Observing brain diseases in real time
An innovative tool allows researchers to observe protein aggregation throughout the life of a worm. The development of these aggregates, which play a role in the onset of a number of neurodegenerative diseases, can now be monitored automatically and in real time. This breakthrough was made possible by isolating worms in tiny microfluidic chambers developed at EPFL.
For rent: 32 individual rooms for a combined surface area of 4cm2, heating and food included! Biologists and microfluidics specialists at EPFL have joined forces and developed a highly innovative research tool: a 2cm by 2cm ‘chip’ with 32 independent compartments, each of which is designed to hold a nematode – a widely used worm in the research world.
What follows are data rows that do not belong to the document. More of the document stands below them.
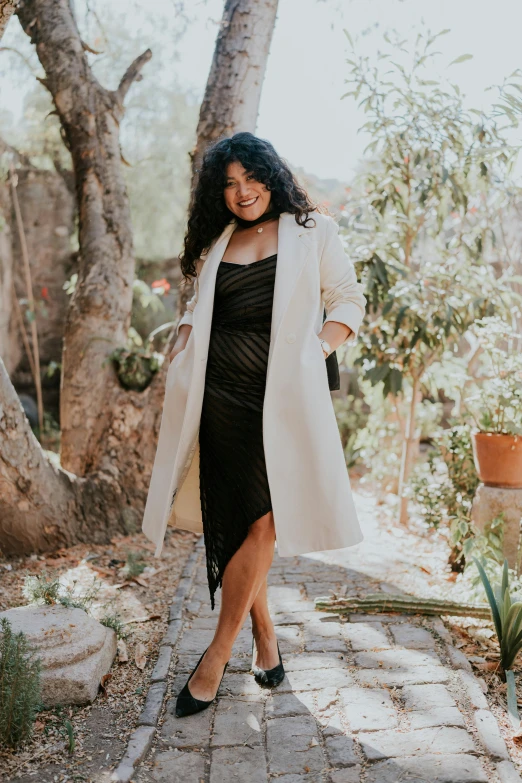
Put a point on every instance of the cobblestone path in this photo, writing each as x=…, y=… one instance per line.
x=376, y=699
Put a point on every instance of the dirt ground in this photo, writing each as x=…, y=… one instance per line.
x=413, y=560
x=100, y=730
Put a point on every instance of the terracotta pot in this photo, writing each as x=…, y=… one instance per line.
x=498, y=459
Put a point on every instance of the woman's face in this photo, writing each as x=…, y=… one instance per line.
x=244, y=195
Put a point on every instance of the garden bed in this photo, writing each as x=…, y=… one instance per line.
x=85, y=743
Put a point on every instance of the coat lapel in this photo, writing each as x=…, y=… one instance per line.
x=294, y=242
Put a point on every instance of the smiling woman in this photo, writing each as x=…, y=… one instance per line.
x=249, y=449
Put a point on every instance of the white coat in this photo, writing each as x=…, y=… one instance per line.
x=309, y=485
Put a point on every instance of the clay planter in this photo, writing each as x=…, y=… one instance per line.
x=498, y=459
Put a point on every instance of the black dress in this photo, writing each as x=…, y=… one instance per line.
x=234, y=487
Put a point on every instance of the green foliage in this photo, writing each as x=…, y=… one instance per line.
x=424, y=217
x=507, y=617
x=48, y=590
x=136, y=366
x=134, y=565
x=496, y=401
x=19, y=686
x=445, y=486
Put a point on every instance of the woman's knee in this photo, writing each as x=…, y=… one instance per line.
x=263, y=529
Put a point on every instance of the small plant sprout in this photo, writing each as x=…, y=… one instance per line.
x=507, y=617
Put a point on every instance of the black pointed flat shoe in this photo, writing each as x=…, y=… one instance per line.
x=186, y=703
x=269, y=678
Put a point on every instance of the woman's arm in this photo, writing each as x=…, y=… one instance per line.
x=185, y=324
x=343, y=296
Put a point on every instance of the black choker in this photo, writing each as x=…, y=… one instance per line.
x=273, y=213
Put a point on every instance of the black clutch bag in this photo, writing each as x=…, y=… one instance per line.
x=332, y=368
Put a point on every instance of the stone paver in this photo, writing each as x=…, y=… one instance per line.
x=373, y=698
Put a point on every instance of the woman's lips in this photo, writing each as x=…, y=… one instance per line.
x=246, y=206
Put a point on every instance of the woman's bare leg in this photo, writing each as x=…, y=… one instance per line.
x=243, y=576
x=266, y=655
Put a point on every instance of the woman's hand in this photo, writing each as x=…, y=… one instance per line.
x=334, y=333
x=181, y=341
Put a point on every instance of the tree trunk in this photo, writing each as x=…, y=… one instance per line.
x=233, y=91
x=43, y=507
x=7, y=9
x=107, y=433
x=99, y=312
x=408, y=452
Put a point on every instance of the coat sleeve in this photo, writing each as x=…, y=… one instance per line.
x=187, y=315
x=341, y=293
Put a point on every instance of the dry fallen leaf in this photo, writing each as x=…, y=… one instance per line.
x=140, y=656
x=103, y=682
x=123, y=655
x=517, y=737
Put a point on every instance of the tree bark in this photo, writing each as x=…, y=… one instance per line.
x=233, y=91
x=43, y=507
x=7, y=9
x=99, y=314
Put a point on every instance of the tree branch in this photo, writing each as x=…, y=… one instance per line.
x=132, y=74
x=7, y=9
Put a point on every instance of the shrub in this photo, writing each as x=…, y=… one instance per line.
x=19, y=686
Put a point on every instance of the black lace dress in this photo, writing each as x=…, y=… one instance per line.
x=233, y=481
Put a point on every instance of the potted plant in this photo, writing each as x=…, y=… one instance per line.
x=496, y=406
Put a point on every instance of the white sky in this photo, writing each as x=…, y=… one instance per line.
x=301, y=112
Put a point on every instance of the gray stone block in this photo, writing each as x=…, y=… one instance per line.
x=76, y=651
x=390, y=744
x=431, y=705
x=427, y=697
x=314, y=660
x=186, y=733
x=293, y=746
x=153, y=704
x=172, y=633
x=195, y=641
x=241, y=764
x=240, y=684
x=137, y=748
x=340, y=750
x=283, y=705
x=366, y=636
x=396, y=659
x=238, y=723
x=489, y=735
x=507, y=772
x=368, y=709
x=346, y=775
x=457, y=658
x=412, y=637
x=473, y=690
x=161, y=669
x=428, y=768
x=407, y=676
x=438, y=716
x=173, y=765
x=315, y=679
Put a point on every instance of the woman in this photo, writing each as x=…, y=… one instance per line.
x=249, y=448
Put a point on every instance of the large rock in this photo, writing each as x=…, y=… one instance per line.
x=75, y=650
x=488, y=503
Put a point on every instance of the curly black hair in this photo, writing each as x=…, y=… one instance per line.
x=208, y=213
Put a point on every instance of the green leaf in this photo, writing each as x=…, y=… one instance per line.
x=512, y=699
x=461, y=59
The device is described in the journal Molecular Neurodegeneration.
“Unlike conventional cultures in petri dishes, this device lets us monitor individual worms rather than a population of them,” said Laurent Mouchiroud, from EPFL's Laboratory of Integrative Systems Physiology.
Freeze frame
Each of these ‘cells’ is fed by microfluidic channels. These allow variable concentrations of nutrients or therapeutic molecules to be injected with precision. The ambient temperature can also be adjusted.
Each worm is observed through a microscope throughout its life. However, for more detailed investigations and very high resolution images, the worms need to be immobilized. “For this we use a temperature-sensitive solution,” said Matteo Cornaglia, from the Laboratory of Microsystems. “We inject it in liquid form at 15°C, then bring the temperature up to 25°C, which transforms it into a gel. The worm is immobilized in just a few minutes, then we bring the temperature back down and rinse out the solution – and the worm is able to move again.”
Protein aggregates in the cross-hairs
This method is fully reversible and does not affect the nematode’s development. Using it, researchers can observe the formation of protein aggregates linked to several neurodegenerative diseases like Alzheimer’s, Parkinson’s and Huntington’s. The same worm can be photographed several times, as the clusters develop. “This is totally new, and it will help us learn more not only about how these aggregates grow, but also about the tissue in which they form,” said Mouchiroud. “In addition, we have already been able to test and observe the effect of certain drugs on how the clusters form.”
Nematodes are very useful models for studying a number of human diseases. In many cases, they obviate the need to experiment on rodents. But until now, handling nematodes was a delicate affair. By simplifying the process, this new technology should accelerate research on numerous afflictions and how they are treated.